Parlamentsbericht zum Irak-Krieg
Hoon gerät immer stärker unter Druck

Ein parlamentarischer Ausschuss hat wegen des umstrittenen Irak-Dossiers der britischen Regierung Vorwürfe gegen das Verteidigungsministerium erhoben und damit den Druck auf Ressortchef Geoff Hoon erhöht.

HB LONDON. Der Geheimdienstausschuss des Parlaments warf dem Verteidigungsministerium in seinem Bericht am Donnerstag vor, sich in einer Untersuchung zu den Umständen des britischen Eintritts in den Irak-Krieg „nicht hilfreich und eventuell irreführend“ geäußert zu haben. Hoon stand bereits vor dem Bericht massiv in der Kritik. Politische Beobachter hatten zuvor erklärt, die Enthüllungen des Berichts könnten das Ende der politischen Karriere Hoons bedeuten.

Hoon soll dem Ausschuss zur Kontrolle der britischen Geheimdienste zunächst die Bedenken zweier Waffenexperten seines Ministeriums gegen das vor einem Jahr veröffentlichte Irak-Dossier der Regierung Blair verschwiegen haben. Dies sei „potenziell irreführend“ gewesen, sagte die Ausschussvorsitzende Ann Taylor am Donnerstag in London. Man sei „beunruhigt“ über das Verhalten des Ministers.

Oppositionsführer Iain Duncan Smith bezeichnete Hoons Position daraufhin als „unhaltbar“. Doch Außenminister Jack Straw sagte nach einem Gespräch mit Premierminister Tony Blair, er zweifle nicht daran, dass Hoon im Amt bleiben werde.

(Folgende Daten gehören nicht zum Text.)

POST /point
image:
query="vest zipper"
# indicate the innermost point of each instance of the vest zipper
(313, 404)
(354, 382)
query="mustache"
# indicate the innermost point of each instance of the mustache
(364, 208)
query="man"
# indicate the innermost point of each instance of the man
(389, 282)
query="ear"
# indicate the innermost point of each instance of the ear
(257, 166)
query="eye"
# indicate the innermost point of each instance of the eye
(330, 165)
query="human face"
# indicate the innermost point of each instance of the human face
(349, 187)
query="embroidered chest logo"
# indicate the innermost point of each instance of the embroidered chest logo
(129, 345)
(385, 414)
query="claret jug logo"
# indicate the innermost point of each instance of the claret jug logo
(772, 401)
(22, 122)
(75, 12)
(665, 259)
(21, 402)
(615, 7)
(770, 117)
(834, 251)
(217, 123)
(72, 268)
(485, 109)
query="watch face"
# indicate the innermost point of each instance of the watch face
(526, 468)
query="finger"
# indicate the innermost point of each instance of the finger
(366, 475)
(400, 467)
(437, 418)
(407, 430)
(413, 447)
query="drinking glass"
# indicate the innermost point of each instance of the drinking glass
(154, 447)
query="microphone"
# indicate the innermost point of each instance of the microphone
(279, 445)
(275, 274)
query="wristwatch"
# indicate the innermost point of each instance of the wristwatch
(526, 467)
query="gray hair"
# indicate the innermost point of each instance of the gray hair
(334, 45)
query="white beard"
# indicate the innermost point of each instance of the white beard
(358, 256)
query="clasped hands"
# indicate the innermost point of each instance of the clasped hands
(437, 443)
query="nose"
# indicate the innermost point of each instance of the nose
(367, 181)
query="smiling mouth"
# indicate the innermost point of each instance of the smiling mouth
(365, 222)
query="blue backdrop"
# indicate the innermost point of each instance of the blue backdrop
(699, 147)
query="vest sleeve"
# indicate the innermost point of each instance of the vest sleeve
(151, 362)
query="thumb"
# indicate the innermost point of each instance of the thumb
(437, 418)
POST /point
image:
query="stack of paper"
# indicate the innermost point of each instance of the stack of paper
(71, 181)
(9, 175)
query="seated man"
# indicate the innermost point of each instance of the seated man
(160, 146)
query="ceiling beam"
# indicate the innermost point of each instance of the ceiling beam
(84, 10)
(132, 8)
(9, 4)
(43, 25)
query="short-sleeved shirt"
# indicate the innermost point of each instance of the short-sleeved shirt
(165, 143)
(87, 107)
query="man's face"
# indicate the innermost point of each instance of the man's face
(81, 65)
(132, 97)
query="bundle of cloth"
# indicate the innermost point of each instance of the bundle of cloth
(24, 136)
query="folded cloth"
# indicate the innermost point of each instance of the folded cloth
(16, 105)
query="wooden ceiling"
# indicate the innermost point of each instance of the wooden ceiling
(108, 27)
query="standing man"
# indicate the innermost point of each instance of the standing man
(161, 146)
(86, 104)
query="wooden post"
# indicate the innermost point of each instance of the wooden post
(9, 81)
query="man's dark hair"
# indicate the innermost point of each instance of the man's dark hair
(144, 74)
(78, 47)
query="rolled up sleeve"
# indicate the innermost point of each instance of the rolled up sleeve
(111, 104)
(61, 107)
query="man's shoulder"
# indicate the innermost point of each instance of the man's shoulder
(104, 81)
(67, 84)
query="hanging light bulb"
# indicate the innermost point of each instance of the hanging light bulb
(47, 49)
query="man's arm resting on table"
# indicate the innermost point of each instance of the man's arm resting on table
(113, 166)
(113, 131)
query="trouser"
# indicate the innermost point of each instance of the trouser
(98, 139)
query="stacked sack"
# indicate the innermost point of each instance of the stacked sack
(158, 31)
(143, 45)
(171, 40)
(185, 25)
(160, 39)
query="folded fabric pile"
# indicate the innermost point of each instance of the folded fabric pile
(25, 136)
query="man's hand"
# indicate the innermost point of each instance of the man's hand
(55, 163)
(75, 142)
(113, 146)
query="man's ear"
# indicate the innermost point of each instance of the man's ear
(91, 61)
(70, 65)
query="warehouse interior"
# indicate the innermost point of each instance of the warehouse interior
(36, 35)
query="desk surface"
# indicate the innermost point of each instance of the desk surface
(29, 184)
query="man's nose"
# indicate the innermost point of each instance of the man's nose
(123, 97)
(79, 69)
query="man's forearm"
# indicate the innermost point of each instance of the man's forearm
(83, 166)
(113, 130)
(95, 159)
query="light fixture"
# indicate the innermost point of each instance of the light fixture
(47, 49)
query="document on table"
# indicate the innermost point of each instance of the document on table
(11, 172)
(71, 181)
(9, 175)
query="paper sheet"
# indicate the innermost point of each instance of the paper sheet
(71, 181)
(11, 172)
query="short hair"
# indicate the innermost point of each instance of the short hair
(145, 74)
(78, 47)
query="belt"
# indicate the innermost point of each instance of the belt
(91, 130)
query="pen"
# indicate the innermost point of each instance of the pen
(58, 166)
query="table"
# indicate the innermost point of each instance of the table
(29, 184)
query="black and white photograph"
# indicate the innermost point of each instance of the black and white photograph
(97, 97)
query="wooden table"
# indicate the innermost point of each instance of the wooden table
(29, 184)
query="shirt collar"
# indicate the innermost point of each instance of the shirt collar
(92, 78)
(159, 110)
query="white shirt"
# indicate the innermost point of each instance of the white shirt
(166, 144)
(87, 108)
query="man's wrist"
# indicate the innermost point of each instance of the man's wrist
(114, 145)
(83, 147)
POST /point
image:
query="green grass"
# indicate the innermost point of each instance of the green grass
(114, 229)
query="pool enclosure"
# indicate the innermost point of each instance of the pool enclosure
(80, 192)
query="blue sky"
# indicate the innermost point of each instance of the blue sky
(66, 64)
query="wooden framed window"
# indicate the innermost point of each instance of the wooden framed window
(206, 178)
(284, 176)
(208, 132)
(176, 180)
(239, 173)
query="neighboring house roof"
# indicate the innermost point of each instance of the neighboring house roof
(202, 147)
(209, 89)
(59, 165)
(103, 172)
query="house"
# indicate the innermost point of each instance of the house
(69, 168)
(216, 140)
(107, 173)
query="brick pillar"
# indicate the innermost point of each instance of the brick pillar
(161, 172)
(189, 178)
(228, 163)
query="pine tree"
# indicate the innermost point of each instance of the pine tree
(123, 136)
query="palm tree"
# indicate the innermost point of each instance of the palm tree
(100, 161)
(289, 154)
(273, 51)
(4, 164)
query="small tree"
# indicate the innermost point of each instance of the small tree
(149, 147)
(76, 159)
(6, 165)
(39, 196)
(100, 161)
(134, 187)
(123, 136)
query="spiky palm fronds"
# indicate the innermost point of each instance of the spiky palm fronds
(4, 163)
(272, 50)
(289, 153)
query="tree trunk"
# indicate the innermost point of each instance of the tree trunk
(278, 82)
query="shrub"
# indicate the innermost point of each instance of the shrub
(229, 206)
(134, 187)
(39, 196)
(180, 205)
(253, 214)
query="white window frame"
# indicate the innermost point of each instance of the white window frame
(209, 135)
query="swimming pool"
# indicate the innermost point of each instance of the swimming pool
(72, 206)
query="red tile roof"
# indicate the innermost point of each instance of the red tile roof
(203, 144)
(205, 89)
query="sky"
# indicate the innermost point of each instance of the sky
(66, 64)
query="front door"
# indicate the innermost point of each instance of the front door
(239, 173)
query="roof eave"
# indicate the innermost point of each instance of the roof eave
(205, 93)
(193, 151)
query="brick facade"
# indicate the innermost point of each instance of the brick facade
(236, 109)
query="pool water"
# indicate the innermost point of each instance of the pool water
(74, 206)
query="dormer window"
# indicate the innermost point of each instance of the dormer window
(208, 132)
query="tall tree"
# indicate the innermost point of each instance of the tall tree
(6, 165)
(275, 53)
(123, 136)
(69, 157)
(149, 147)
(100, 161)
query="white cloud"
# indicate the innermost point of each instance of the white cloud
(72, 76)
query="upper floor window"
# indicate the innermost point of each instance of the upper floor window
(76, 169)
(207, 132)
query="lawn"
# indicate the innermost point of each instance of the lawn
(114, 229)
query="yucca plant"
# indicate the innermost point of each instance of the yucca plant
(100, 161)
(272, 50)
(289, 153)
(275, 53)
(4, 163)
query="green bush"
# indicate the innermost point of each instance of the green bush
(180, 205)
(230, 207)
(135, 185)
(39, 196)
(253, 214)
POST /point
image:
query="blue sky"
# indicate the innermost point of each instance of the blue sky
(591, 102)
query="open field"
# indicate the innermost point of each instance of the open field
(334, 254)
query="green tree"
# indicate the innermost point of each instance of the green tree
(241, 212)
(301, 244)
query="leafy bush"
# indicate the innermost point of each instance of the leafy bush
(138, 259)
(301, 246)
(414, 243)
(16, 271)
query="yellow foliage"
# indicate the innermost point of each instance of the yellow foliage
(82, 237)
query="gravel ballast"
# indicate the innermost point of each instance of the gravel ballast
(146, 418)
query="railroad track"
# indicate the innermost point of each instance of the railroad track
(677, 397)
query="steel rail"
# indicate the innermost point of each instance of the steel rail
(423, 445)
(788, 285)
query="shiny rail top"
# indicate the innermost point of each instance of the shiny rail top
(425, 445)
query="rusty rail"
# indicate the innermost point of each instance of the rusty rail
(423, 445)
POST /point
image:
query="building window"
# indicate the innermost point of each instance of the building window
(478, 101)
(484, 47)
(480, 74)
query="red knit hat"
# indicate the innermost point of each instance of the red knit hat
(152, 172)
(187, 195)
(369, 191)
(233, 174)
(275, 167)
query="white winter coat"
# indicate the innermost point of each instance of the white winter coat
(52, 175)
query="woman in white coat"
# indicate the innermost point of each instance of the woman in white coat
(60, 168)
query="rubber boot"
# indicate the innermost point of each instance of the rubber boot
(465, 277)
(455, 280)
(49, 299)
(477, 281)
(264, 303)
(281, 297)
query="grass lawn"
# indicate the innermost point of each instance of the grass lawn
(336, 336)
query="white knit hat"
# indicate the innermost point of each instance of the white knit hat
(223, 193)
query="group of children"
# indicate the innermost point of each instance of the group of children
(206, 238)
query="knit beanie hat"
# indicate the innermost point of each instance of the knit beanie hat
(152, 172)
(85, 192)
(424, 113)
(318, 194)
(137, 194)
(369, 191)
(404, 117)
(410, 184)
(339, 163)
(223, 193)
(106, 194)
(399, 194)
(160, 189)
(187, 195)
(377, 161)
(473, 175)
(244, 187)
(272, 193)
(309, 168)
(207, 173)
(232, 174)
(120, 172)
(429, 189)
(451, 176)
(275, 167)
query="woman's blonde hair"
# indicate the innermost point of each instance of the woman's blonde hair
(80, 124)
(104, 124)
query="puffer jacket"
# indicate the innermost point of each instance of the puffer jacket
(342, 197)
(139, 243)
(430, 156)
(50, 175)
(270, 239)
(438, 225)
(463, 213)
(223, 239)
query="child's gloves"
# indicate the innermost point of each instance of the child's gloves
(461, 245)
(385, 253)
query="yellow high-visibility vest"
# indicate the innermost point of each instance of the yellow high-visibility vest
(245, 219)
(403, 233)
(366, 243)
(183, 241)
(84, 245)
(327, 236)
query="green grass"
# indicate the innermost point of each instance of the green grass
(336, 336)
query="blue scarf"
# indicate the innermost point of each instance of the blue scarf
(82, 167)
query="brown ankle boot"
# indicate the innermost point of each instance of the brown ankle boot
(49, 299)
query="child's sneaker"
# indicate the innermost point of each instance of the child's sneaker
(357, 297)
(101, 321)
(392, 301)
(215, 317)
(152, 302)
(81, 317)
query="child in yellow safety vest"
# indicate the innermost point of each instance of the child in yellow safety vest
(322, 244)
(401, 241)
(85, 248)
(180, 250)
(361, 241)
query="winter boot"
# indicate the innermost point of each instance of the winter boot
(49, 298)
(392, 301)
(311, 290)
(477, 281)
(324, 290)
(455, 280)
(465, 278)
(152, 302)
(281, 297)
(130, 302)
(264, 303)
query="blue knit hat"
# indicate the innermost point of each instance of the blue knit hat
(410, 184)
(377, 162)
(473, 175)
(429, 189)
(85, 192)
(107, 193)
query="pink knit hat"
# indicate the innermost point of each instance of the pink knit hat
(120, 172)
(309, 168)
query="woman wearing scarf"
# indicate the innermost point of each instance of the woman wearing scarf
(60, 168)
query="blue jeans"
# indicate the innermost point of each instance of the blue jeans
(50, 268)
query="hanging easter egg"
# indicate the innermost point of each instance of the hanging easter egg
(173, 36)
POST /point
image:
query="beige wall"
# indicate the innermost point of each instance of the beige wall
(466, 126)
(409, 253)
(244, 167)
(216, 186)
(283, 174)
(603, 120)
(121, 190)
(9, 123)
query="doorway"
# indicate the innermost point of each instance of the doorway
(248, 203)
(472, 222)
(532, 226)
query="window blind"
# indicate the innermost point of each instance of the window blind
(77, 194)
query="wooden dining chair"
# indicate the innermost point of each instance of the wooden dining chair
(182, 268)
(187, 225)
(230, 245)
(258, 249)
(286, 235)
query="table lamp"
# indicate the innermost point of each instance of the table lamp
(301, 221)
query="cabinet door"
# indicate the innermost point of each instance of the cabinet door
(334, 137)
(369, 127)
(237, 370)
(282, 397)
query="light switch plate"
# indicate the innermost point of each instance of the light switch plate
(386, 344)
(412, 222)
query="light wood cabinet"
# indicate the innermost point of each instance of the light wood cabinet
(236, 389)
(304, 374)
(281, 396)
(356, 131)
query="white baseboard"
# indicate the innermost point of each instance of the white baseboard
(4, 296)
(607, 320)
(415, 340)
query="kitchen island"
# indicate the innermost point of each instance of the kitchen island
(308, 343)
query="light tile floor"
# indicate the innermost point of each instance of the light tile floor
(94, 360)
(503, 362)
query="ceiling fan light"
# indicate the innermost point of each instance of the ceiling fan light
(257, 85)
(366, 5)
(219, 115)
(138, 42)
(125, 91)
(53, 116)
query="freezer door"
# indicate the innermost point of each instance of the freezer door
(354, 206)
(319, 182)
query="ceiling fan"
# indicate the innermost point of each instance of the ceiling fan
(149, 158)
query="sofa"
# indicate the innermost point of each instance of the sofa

Der Ausschuss befand einstimmig, dass die Regierung Blair das Geheimdienstmaterial zum Irak in ihrem Beweis-Dossier korrekt wiedergegeben habe. „Es hat keine politische Einmischung gegeben - das Dossier ist nicht aufgebauscht worden“, sagte Taylor. Damit widersprach sie einem umstrittenen Bericht des Rundfunksenders BBC.

In einigen Einzelpunkten übte der Ausschuss allerdings Kritik. So bemängelten die Abgeordneten, dass die Regierung in dem Dossier mehrmals darauf hingewiesen habe, dass Saddam Husseins über Massenvernichtungswaffen verfüge, die binnen 45 Minuten einsatzbereit seien. Es sei nicht klar geworden, dass damit nur gemeint gewesen sei, dass der Irak im Falle eines Krieges die Munition für chemische und biologische Waffen binnen 45 Minuten auf das Schlachtfeld bringen könne.

Die Regierung hätte auch betonen müssen, dass Saddam Hussein in keiner Weise das britische Staatsgebiet bedrohe, kritisierte der Ausschuss. Um Missverständnisse in der Bevölkerung auszuschließen, hätte die Regierung zum Beispiel explizit sagen sollen, dass Saddam nicht imstande sei, eine Atombombe auf London abzuwerfen. Außenminister Straw sagte, die Regierung werde sich diese Kritikpunkte genau ansehen und daraus für die Zukunft lernen.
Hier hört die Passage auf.